Eben Upton, Schöpfer des nur kreditkartengroßen Einplatinen-Computers, war selbst völlig überrascht vom gewaltigen Erfolg des Raspberry Pi. „Wir haben ehrlich gedacht, dass wir rund 1000 davon verkaufen würden – in unseren kühnsten Träumen vielleicht 10.000 Stück“, bekannte er. Der 34-jährige Chipdesigner sprach mit Nick Heath von ZDNet UK ausführlich über die erstaunliche Entstehungsgeschichte des Raspberry Pi, seine vielseitigen Einsatzmöglichkeiten und die Zukunftspläne.

Keine großen Erwartungen

Während Upton an eine begrenzte Zielgruppe angehender britischer Informatiker gedachte hatte, sollte die Nachfrage um einige Größenordnungen höher ausfallen. Einen ersten Vorgeschmack davon bekam er, als im Mai 2011 ein BBC-Video zur Vorstellung des Pi auf Youtube 600.000 Mal betrachtet wurde.

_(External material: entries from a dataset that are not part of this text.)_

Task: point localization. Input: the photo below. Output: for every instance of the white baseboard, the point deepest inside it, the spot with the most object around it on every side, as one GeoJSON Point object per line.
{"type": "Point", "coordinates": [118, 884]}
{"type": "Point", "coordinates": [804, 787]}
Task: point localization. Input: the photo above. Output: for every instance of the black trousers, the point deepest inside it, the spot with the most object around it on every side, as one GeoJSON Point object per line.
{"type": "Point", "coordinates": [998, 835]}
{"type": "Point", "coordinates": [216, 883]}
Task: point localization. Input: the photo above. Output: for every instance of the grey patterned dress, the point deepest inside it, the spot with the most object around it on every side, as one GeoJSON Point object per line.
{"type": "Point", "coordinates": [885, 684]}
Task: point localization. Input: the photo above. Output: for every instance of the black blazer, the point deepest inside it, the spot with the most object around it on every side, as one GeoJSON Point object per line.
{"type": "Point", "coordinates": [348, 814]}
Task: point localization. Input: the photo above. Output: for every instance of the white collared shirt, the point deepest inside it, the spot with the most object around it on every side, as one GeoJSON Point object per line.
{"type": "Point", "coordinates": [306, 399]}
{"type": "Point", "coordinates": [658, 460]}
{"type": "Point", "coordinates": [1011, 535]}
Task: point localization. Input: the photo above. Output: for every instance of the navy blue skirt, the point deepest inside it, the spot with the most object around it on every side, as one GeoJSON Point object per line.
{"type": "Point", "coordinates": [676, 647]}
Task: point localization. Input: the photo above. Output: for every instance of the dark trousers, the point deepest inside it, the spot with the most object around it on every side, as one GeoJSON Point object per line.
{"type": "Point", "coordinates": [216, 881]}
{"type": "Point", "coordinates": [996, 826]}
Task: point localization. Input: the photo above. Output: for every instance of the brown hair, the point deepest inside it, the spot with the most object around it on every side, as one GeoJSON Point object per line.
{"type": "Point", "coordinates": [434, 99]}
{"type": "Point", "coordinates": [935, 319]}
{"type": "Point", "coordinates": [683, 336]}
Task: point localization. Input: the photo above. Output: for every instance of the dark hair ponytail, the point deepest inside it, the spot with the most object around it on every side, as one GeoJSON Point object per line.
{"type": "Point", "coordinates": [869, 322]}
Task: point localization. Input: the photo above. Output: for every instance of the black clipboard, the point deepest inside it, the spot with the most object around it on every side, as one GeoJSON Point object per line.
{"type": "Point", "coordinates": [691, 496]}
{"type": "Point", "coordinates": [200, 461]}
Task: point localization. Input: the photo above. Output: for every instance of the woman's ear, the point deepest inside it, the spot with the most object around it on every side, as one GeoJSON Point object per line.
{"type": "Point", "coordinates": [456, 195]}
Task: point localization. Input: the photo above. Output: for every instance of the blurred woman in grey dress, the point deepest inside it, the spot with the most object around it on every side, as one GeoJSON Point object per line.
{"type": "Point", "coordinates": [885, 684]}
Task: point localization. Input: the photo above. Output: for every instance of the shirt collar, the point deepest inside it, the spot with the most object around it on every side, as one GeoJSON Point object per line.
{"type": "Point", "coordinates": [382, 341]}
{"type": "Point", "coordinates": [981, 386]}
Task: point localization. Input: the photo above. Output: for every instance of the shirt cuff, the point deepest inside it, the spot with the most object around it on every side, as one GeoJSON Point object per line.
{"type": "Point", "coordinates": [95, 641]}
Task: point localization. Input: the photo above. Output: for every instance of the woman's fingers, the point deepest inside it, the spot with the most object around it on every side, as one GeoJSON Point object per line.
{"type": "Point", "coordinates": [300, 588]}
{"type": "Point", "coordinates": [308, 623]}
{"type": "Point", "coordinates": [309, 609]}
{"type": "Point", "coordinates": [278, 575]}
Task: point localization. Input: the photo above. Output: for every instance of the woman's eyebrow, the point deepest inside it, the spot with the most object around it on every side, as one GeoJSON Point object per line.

Upton und seine Kollegen von der Raspberry Pi Foundation erhöhten daraufhin die geplante Erstproduktion auf 10.000 Platinen und gingen davon aus, damit die Nachfrage bedienen zu können. Doch beim Verkaufsstart im Februar vergangenen Jahres wurden schon am ersten Tag 100.000 Platinen zum Preis von etwa 30 Euro bestellt. Inzwischen konnten insgesamt rund eine Million der günstigen und vielseitigen Mini-Computer verkauft werden.

Chipdesigner Eben Upton im britischen Sony-Werk in Pencoed (Bild: Nick Heath).

Tüftler unter den Käufern bauten sie in Robot-Drohnen ein, Hobbyisten entwickelten mit ihnen eigene Systeme zur Heimautomatisierung. Vor allem aber erschaffen angehende Programmierer damit ihre ersten Anwendungen, genau so, wie es sich Eben Upton und seine Mitstreiter gewünscht hatten.

Die Mini-PC-Platine

Der Raspberry Pi ist so groß wie eine Kreditkarte und einer der billigsten Computer. Auf den ersten Blick sieht er nicht wie das aus, was man allgemein von einem Computer erwartet: Er besteht aus einer Platine und Anschlüssen.

Pi basiert auf dem Broadcom-Chipset BCM 2835 mit dem 700-MHz-Prozessor ARM1176JZFS. Als GPU dient Broadcoms Videocore IV, die Videos über einen HDMI-Ausgang in Blu-Ray-Qualität wiedergeben kann. Die Variante Model B verfügt über 512 MByte Arbeitsspeicher, zwei USB-Anschlüsse sowie eine Ethernet-Schnittstelle. Das seit Kurzem erst verfügbare Model A hingegen verfügt über 256 MByte RAM und einen USB-Anschluss.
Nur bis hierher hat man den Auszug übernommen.